Statistical Thinking in the Age of Big Data
Big Data is a vague term, used loosely, if often, these days. But put simply, the catchall phrase means three things. First, it is a bundle of technologies. Second, it is a potential revolution in measurement. And third, it is a point of view, or philosophy, about how decisions will be—and perhaps should be—made in the future.
— Steve Lohr, The New York Times
When you’re developing your skill set as a data scientist, certain foundational pieces need to be in place first—statistics, linear algebra, some programming. Even once you have those pieces, part of the challenge is that you will be developing several skill sets in parallel simultaneously—data preparation and munging, modeling, coding, visualization, and communication—that are interdependent. As we progress through the book, these threads will be intertwined. That said, we need to start somewhere, and will begin by getting grounded in statistical inference.
We expect the readers of this book [1] to have diverse backgrounds. For example, some of you might already be awesome software engineers who can build data pipelines and code with the best of them but don’t know much about statistics; others might be marketing analysts who don’t really know how to code at all yet; and others might be curious, smart people who want to know what this data science thing is all about.

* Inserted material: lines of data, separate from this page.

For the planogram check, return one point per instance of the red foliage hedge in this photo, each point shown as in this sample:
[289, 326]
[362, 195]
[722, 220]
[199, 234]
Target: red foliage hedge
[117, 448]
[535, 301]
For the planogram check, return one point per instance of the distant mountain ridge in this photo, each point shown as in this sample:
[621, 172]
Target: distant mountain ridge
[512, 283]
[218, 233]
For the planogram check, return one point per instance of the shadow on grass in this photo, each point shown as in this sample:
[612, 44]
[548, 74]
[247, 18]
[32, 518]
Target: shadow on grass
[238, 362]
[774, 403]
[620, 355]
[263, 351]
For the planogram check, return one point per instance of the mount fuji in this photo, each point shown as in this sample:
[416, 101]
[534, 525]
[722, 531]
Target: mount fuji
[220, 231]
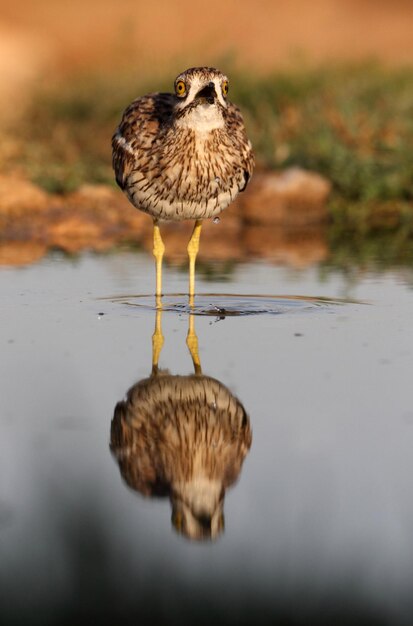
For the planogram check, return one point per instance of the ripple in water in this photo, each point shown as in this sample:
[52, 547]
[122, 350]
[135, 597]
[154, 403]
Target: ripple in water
[229, 305]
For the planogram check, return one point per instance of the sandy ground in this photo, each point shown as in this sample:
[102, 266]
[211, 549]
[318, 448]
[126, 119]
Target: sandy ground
[39, 38]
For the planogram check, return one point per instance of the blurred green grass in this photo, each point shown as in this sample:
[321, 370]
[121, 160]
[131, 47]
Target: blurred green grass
[353, 124]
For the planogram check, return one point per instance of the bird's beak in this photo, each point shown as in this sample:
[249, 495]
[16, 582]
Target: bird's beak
[208, 93]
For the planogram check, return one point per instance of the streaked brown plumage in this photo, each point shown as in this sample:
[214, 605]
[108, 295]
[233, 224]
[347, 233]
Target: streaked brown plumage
[183, 155]
[186, 437]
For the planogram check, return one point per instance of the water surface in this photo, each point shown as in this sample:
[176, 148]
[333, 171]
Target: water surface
[319, 522]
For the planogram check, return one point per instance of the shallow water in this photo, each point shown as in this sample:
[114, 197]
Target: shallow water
[319, 522]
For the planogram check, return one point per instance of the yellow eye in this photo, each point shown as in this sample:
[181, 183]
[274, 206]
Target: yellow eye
[180, 88]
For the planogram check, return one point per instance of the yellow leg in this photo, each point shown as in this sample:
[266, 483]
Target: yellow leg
[157, 339]
[192, 343]
[158, 250]
[193, 247]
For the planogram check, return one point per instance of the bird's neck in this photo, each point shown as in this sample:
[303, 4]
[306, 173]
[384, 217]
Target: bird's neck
[202, 119]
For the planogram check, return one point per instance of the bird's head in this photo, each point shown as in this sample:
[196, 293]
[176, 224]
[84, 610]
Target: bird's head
[201, 98]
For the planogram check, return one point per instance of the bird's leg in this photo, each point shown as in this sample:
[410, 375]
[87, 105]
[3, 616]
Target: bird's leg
[157, 339]
[158, 250]
[192, 343]
[193, 247]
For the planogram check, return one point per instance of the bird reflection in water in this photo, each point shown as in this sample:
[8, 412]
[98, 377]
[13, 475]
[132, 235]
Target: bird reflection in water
[185, 437]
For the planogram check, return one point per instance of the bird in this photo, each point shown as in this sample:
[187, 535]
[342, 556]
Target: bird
[183, 156]
[182, 436]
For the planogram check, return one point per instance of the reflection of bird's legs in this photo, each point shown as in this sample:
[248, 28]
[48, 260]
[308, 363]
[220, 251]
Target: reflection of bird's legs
[157, 339]
[158, 250]
[193, 247]
[192, 343]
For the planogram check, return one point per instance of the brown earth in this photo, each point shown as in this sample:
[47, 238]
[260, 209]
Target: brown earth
[279, 217]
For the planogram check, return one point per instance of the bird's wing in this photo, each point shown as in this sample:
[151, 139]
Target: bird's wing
[140, 127]
[237, 130]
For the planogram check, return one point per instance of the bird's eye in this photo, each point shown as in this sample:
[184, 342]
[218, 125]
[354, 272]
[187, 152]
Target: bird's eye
[180, 88]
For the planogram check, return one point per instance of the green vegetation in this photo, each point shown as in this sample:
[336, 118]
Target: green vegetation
[352, 124]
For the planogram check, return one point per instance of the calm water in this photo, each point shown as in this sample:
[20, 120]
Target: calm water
[319, 520]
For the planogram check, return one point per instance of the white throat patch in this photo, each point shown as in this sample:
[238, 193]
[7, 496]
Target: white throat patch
[203, 118]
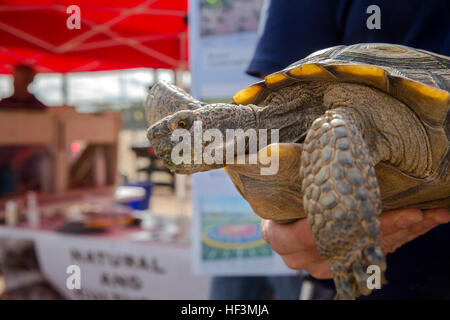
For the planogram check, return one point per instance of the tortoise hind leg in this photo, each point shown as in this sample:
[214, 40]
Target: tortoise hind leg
[342, 200]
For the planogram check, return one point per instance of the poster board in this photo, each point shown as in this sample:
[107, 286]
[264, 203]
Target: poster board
[226, 233]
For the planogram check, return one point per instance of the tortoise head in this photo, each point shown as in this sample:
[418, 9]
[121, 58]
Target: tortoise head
[191, 136]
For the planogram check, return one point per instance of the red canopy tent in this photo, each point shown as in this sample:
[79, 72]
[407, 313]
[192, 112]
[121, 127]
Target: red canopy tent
[117, 34]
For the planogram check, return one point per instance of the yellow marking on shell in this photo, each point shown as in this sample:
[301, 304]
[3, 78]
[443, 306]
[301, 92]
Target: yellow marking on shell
[275, 78]
[247, 95]
[309, 70]
[370, 74]
[427, 91]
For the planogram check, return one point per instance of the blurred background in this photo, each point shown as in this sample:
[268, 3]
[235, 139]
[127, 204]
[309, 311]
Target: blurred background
[87, 211]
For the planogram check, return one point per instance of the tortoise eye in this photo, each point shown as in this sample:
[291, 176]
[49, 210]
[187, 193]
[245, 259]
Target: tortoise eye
[182, 124]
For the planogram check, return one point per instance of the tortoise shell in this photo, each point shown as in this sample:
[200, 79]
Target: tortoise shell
[418, 78]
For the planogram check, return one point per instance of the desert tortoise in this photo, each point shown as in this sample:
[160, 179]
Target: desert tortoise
[365, 129]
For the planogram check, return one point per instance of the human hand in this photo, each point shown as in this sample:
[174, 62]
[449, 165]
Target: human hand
[295, 242]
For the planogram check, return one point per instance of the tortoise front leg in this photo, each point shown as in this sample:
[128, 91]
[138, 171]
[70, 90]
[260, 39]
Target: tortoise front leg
[342, 200]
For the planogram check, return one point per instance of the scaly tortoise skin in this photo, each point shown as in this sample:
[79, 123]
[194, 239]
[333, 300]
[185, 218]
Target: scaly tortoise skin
[363, 128]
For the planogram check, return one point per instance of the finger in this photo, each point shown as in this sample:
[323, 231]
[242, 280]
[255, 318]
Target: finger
[399, 219]
[288, 238]
[431, 219]
[436, 216]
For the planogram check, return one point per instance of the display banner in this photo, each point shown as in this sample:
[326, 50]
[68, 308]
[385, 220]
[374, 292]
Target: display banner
[226, 232]
[223, 36]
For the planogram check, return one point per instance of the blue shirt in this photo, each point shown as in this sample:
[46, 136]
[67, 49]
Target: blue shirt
[294, 29]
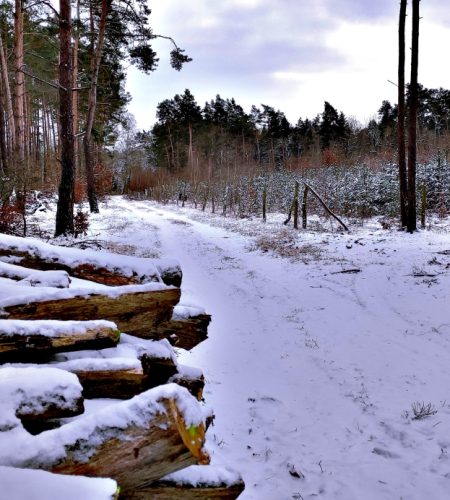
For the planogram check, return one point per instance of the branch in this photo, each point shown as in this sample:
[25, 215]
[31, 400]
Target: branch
[42, 2]
[167, 38]
[325, 207]
[51, 84]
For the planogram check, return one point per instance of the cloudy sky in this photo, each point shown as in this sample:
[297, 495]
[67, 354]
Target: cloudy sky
[290, 54]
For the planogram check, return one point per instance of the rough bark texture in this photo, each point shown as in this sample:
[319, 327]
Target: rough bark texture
[412, 119]
[165, 490]
[92, 106]
[401, 115]
[96, 272]
[124, 383]
[139, 455]
[136, 313]
[38, 346]
[183, 333]
[38, 422]
[64, 212]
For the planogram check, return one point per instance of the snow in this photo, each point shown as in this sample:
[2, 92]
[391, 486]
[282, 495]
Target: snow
[58, 279]
[83, 435]
[182, 311]
[198, 475]
[129, 347]
[100, 364]
[26, 484]
[145, 269]
[11, 294]
[31, 389]
[314, 372]
[50, 328]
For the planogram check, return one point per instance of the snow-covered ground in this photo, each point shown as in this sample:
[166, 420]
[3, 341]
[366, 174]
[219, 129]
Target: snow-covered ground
[319, 361]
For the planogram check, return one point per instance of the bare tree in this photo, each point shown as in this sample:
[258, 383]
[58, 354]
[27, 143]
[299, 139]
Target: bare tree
[64, 213]
[412, 119]
[92, 106]
[401, 115]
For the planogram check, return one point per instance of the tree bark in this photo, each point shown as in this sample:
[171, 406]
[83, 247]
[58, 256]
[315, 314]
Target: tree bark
[135, 312]
[19, 89]
[97, 267]
[64, 212]
[30, 342]
[92, 106]
[412, 119]
[183, 333]
[401, 116]
[9, 110]
[137, 454]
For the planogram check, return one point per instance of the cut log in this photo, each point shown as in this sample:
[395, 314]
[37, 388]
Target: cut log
[187, 328]
[183, 333]
[100, 267]
[26, 484]
[136, 309]
[57, 279]
[168, 491]
[120, 378]
[117, 378]
[191, 378]
[33, 341]
[36, 394]
[193, 483]
[135, 442]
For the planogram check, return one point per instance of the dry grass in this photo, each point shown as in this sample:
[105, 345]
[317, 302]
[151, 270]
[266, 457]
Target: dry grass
[284, 243]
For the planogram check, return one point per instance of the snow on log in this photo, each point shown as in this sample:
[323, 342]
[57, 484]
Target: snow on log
[100, 267]
[120, 378]
[193, 483]
[21, 484]
[26, 276]
[135, 442]
[24, 340]
[191, 378]
[136, 309]
[34, 393]
[187, 328]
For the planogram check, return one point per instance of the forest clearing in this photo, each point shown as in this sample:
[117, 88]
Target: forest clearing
[326, 363]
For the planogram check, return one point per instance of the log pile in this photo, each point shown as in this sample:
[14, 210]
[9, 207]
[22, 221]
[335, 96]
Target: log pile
[77, 327]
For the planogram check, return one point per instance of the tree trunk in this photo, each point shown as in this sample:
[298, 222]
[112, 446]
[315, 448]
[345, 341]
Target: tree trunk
[305, 207]
[412, 119]
[75, 92]
[9, 122]
[295, 205]
[401, 116]
[64, 212]
[136, 309]
[30, 341]
[92, 106]
[19, 89]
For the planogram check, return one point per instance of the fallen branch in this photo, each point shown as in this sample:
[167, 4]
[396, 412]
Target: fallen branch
[326, 207]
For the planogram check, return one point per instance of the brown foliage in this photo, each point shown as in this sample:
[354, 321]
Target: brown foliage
[10, 217]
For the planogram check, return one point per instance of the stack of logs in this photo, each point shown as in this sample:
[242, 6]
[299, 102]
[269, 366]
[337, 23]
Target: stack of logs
[108, 300]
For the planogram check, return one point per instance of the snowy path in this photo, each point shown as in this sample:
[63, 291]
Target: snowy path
[310, 371]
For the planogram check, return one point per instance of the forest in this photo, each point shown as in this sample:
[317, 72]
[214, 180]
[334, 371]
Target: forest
[78, 137]
[224, 303]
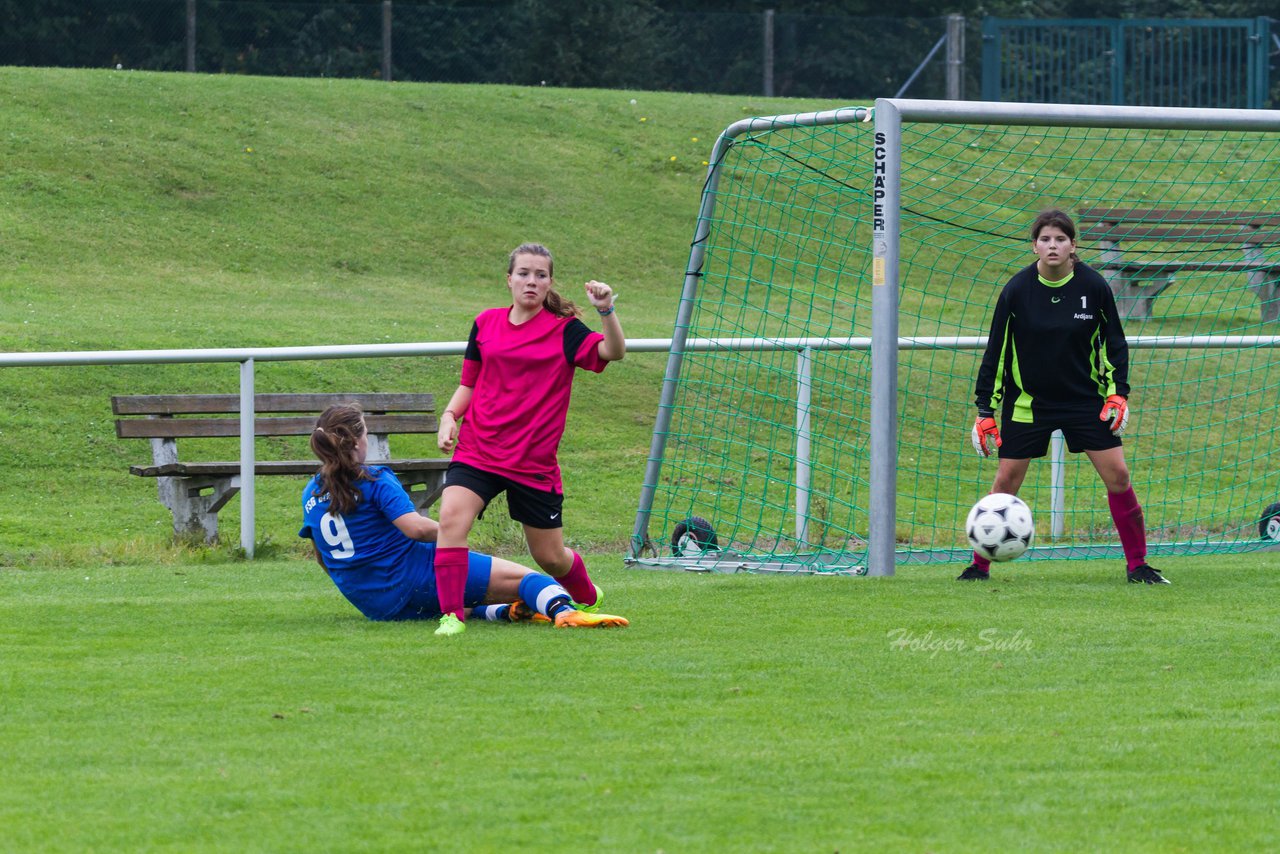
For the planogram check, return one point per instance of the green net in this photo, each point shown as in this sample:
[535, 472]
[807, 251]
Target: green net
[767, 438]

So while we’re asking that readers already have certain prerequisites down, we can’t come to your house and look at your transcript to make sure you actually have taken a statistics course, or have read a statistics book before. And even if you have taken Introduction to Statistics—a course we know from many awkward cocktail party conversations that 99% of people dreaded and wish they’d never had to take—this likely gave you no flavor for the depth and beauty of statistical inference.
But even if it did, and maybe you’re a PhD-level statistician, it’s always helpful to go back to fundamentals and remind ourselves of what statistical inference and thinking is all about. And further still, in the age of Big Data, classical statistics methods need to be revisited and re- imagined in new contexts.
Statistical Inference
The world we live in is complex, random, and uncertain. At the same time, it’s one big data-generating machine.
As we commute to work on subways and in cars, as our blood moves through our bodies, as we’re shopping, emailing, procrastinating at work by browsing the Internet and watching the stock market, as we’re building things, eating things, talking to our friends and family about things, while factories are producing products, this all at least potentially produces data.
Imagine spending 24 hours looking out the window, and for every minute, counting and recording the number of people who pass by. Or gathering up everyone who lives within a mile of your house and making them tell you how many email messages they receive every day for the next year. Imagine heading over to your local hospital and rummaging around in the blood samples looking for patterns in the DNA. That all sounded creepy, but it wasn’t supposed to. The point here is that the processes in our lives are actually data-generating processes.
We’d like ways to describe, understand, and make sense of these processes, in part because as scientists we just want to understand the world better, but many times, understanding these processes is part of the solution to problems we’re trying to solve.
Data represents the traces of the real-world processes, and exactly which traces we gather are decided by our data collection or sampling method. You, the data scientist, the observer, are turning the world into data, and this is an utterly subjective, not objective, process.
After separating the process from the data collection, we can see clearly that there are two sources of randomness and uncertainty. Namely, the randomness and uncertainty underlying the process itself, and the uncertainty associated with your underlying data collection methods.
Once you have all this data, you have somehow captured the world, or certain traces of the world. But you can’t go walking around with a huge Excel spreadsheet or database of millions of transactions and look at it and, with a snap of a finger, understand the world and process that generated it.
So you need a new idea, and that’s to simplify those captured traces into something more comprehensible, to something that somehow captures it all in a much more concise way, and that something could be mathematical models or functions of the data, known as statistical estimators.
This overall process of going from the world to the data, and then from the data back to the world, is the field of statistical inference.
More precisely, statistical inference is the discipline that concerns itself with the development of procedures, methods, and theorems that allow us to extract meaning and information from data that has been generated by stochastic (random) processes.
References
[1] Rachel Schutt and Cathy O’Neil, Doing Data Science, O’Reilly Media, Inc., 2014.